Calhoun sat down at the control-board and watched the clock.

"I've got things lined up," he told Maril wrily, "if only they work out.

_If_ I can make somebody on Dara listen and follow my advice and _if_ Weald doesn't get ideas and isn't doing what I suspect it is, maybe something can be done."

"I'm sure you'll do your best," said Maril politely.

Calhoun managed to grin. He watched the ship-clock. There was no sensation attached to overdrive travel except at the beginning and the end. It was now time for the end. He might find that absolutely anything had happened while he made plans which would immediately be seen to be hopeless. Weald could have sent ships to Dara, or Dara might be in such a state of desperation that ...

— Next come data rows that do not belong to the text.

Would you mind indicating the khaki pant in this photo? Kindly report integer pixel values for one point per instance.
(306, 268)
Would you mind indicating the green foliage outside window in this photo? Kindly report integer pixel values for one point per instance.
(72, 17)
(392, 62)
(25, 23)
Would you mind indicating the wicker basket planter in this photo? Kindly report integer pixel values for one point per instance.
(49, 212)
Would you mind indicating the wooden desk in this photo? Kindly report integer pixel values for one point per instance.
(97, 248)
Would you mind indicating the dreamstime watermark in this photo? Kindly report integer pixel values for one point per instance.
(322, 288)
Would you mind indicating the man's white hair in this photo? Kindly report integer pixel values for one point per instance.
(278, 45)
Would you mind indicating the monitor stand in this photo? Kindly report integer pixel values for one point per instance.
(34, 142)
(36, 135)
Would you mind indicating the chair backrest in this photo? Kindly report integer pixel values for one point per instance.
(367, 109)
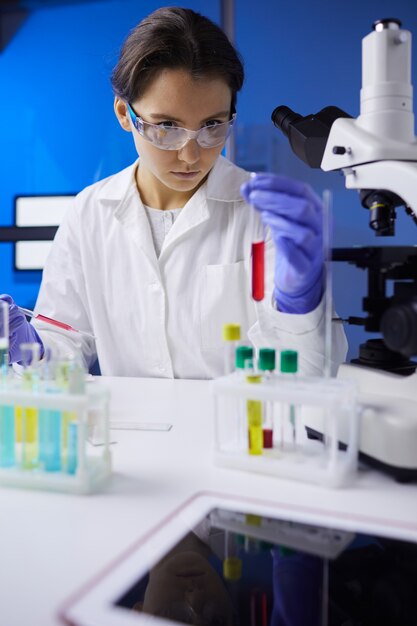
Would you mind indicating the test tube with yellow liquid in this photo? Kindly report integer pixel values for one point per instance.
(29, 415)
(7, 425)
(254, 415)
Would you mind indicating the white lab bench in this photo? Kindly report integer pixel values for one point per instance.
(51, 544)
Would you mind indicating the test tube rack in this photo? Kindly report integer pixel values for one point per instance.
(331, 461)
(46, 439)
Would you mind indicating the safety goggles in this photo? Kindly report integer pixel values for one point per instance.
(175, 138)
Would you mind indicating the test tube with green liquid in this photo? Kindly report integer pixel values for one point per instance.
(7, 424)
(30, 383)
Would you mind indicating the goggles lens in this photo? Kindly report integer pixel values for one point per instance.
(175, 138)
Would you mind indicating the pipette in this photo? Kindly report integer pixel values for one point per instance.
(49, 320)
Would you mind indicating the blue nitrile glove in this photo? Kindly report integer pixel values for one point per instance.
(297, 581)
(20, 331)
(293, 213)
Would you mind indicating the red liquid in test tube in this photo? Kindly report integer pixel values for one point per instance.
(258, 270)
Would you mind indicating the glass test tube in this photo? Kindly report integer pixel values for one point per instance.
(289, 365)
(76, 386)
(266, 364)
(254, 415)
(231, 337)
(7, 425)
(29, 425)
(50, 421)
(258, 270)
(69, 420)
(244, 364)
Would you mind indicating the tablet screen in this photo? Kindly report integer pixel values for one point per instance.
(239, 568)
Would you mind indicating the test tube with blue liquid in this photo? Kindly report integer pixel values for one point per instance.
(50, 420)
(30, 377)
(7, 422)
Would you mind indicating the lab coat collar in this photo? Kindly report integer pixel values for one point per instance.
(223, 183)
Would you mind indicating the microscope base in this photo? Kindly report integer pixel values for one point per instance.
(388, 420)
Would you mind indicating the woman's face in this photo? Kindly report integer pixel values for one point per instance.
(186, 588)
(176, 98)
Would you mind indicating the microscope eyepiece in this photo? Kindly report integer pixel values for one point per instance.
(283, 116)
(307, 135)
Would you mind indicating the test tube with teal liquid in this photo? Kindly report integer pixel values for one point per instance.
(30, 383)
(50, 420)
(7, 423)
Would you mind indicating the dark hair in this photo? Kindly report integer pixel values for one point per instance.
(176, 38)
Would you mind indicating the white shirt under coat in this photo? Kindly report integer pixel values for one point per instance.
(163, 317)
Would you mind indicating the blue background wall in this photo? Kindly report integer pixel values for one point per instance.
(59, 132)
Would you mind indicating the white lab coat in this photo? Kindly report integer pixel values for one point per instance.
(163, 317)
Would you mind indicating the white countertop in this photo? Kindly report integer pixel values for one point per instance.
(51, 544)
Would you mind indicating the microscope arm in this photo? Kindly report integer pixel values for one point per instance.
(399, 177)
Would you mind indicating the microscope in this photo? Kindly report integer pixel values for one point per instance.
(377, 154)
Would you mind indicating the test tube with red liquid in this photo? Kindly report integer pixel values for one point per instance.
(258, 270)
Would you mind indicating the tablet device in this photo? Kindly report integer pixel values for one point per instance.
(226, 561)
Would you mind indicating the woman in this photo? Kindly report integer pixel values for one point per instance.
(155, 259)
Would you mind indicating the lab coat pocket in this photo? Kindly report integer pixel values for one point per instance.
(224, 300)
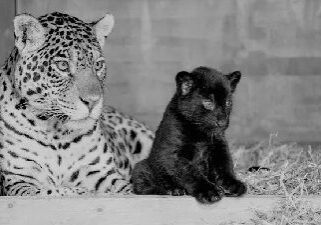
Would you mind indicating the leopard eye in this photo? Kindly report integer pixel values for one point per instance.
(208, 104)
(99, 65)
(63, 65)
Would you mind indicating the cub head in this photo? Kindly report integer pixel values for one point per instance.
(61, 68)
(204, 97)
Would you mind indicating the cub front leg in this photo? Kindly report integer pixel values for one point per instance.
(144, 181)
(195, 183)
(222, 171)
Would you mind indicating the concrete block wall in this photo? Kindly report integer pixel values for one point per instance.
(276, 44)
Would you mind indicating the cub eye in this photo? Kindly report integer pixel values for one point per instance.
(208, 104)
(99, 64)
(62, 65)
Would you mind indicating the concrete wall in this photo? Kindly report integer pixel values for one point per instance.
(276, 44)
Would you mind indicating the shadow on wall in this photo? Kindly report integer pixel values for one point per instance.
(276, 45)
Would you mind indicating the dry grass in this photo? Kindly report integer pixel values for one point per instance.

As it turned out, Dara was desperate. The Med Ship came out nearly a light-month from the sun about which the planet Dara revolved. Calhoun went into a short hop toward it. Then Dara was on the other side of the blazing yellow star. It took time to reach it. He called down, identifying himself and the ship and asking for coordinates so his ship could be brought to ground. There was confusion, as if the request were so unusual that the answers were not ready. The grid, too, was on the planet's night side. Presently the ship was locked onto by the grid's force-fields. It went downward without incident.

Calhoun saw that Maril sat tensely, twisting her fingers within each other, until the ship actually touched ground.

Then he opened the exit-port, and faced armed men in the darkness, with blast-rifles trained on him. There was a portable cannon trained on the Med Ship itself.

"Come out!" rasped a voice. "If you try anything you get blasted! Your ship and its contents are seized by the planetary government!"

CHAPTER 5

It seemed that the smell of hunger was in the air. The armed men were cadaverous. Lights came on, and stark, harsh shadows lay black upon the ground. Calhoun's captors were uniformed, but the uniforms hung loosely upon them. Where the lights struck upon their faces, their cheeks were hollow. They were emaciated. And there were the splotches of pigment of which Calhoun had heard. The leader of the truculent group was blue, except for two fingers which in the glaring illumination seemed whiter than white.

"Out!" said that man savagely. "We're taking over your stock of food.

You'll get your share of it, like everybody else, but--out!"

Maril spoke over Calhoun's shoulder. She uttered a cryptic sentence or two. It should have amounted to identification, but there was skepticism in the the armed party.

"Oh, you're one of us, eh?" said the guard-leader sardonically. "You'll have a chance to prove that! Come out of there!"

Calhoun spoke abruptly;

"This is a Med Ship," he said. "There are medicines and bacterial cultures, inside it. They shouldn't be meddled with. Here on Dara you've had enough of plagues!"